07.30.2012

Hedge Funds Remain Anxious Over AIFMD

07.30.2012
Terry Flanagan

Market participants remain confused over the European Union’s controversial directive that sets out to govern the region’s alternative investment firms.

The Alternative Investment Fund Managers Directive (AIFMD), which is set to be implemented from next year, is the first attempt by Brussels to oversee hedge funds and private equity by harmonizing regulatory standards across the EU.

Although many in the industry are still unsure as to how the new rules will affect firms, and if they actually need to make any structural changes to their businesses.

In April 2009, the European Commission issued the original AIFMD proposals.
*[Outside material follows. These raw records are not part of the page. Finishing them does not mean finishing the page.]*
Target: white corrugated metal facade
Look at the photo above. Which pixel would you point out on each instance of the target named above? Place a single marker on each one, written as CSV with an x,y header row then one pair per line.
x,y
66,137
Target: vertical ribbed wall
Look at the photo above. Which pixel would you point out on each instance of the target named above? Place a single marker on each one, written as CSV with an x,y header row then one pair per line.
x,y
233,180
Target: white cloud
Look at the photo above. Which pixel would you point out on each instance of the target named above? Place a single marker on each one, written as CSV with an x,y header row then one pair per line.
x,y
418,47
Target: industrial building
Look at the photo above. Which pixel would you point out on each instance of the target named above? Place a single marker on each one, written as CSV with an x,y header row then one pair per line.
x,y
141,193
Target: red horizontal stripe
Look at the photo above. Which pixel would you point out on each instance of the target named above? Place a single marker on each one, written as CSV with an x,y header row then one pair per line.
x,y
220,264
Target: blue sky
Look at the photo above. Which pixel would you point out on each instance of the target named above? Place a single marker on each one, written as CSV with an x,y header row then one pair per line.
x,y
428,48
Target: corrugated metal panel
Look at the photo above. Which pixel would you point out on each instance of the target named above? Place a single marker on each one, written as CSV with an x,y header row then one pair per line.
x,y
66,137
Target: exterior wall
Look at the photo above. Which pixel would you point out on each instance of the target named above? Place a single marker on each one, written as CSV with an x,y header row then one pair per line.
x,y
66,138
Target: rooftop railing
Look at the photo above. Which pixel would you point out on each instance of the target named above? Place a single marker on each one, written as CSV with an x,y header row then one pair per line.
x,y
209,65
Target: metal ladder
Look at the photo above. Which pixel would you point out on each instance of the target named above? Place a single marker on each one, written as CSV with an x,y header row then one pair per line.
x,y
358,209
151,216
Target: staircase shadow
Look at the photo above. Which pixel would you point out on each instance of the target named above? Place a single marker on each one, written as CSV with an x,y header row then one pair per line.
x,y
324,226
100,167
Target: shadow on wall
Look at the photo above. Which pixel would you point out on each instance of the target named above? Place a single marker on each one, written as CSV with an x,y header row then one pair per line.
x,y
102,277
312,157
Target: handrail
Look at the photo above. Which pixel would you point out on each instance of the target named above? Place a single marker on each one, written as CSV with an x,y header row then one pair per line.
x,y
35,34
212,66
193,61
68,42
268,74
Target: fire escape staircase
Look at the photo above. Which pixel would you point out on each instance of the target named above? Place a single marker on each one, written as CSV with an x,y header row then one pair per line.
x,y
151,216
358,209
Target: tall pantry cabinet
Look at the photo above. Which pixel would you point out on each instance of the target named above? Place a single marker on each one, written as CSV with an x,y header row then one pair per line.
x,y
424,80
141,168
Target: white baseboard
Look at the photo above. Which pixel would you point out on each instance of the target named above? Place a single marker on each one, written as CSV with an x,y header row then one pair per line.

The final agreement on the Level 1 text was achieved in November 2010 and that text entered into force in July 2011. The European Securities and Markets Authority (Esma), the pan-European regulator, then submitted final technical advice for the more-detailed Level 2 text in November last year, but delays have meant that the European Commission has still, so far, yet to release a final version of the rules. It is thought that the Commission will announce this by September, with national regulators then having until July 2013 to transpose the directive and implement the measures.

“A haze of uncertainty continues to hang over the directive’s impact, not helped by the deferral of the Level 2 measures guidance,” said Jon Wilson, director of project consulting at IMS Group, a consultancy.

The scope and content of the directive has been the subject of much controversy and debate from its inception. Many market participants thought it was a rushed and flawed knee-jerk political response to the global financial crisis. There is still uncertainty as to what the final legislation will look like and what its impact will be due to near-constant political interference and lobbying.

“It is still up in the air,” Guillaume Dehan, director of business development at Molinero Capital Management, a quantitative hedge fund based in London, told Markets Media. “I took great interest in the beginning but they keep changing it so I will wait until it is finalized.”

Two recent surveys, one by IMS and the other from Deloitte, another consultancy, have highlighted the fears of alternative asset managers over AIFMD.

They believe that the directive will turn Europe into something of a fortress for alternative asset managers, with more protection and less competition. Other threats include increased capital requirements, risk management, depository costs and renumeration.

Managers also say that they will be less likely to base themselves in the EU, leading to less choice for investors, while EU-based funds will be less competitive outside Europe as they will face increased compliance costs.

However, there is agreement that the new rules will likely lead to better investor protection and investment transparency.

“We have now been talking about AIFMD for a full Olympiad and the prolonged delay [from the European Commission] fuels needless anxiety,” said Peter Moore, head of regulation and compliance at IMS Group. “Every subsequent publication on AIFMD, from either the EU, the Financial Services Authority or HM Treasury, must be studied as it will help inform the decisions still to be made by alternative managers.”

Earlier this month, a group of 20 fund managers sent a letter to Michel Barnier, the EU’s financial services commissioner, to add to the growing list of critics of AIFMD.

The investment managers, who included Axa, BlackRock, Fidelity, Schroders and Allianz, warned that the technical standards written by Esma would also harm more traditional asset managers and hinder the EU’s single market, with ordinary investors likely to bear the brunt of the changes.

“We are extremely concerned that the AIFMD standards will undermine the single market,” said the letter, which was seen by the Financial Times. “We do not believe that such an outcome was intended by policymakers and fear the adverse consequences for European fund investors.”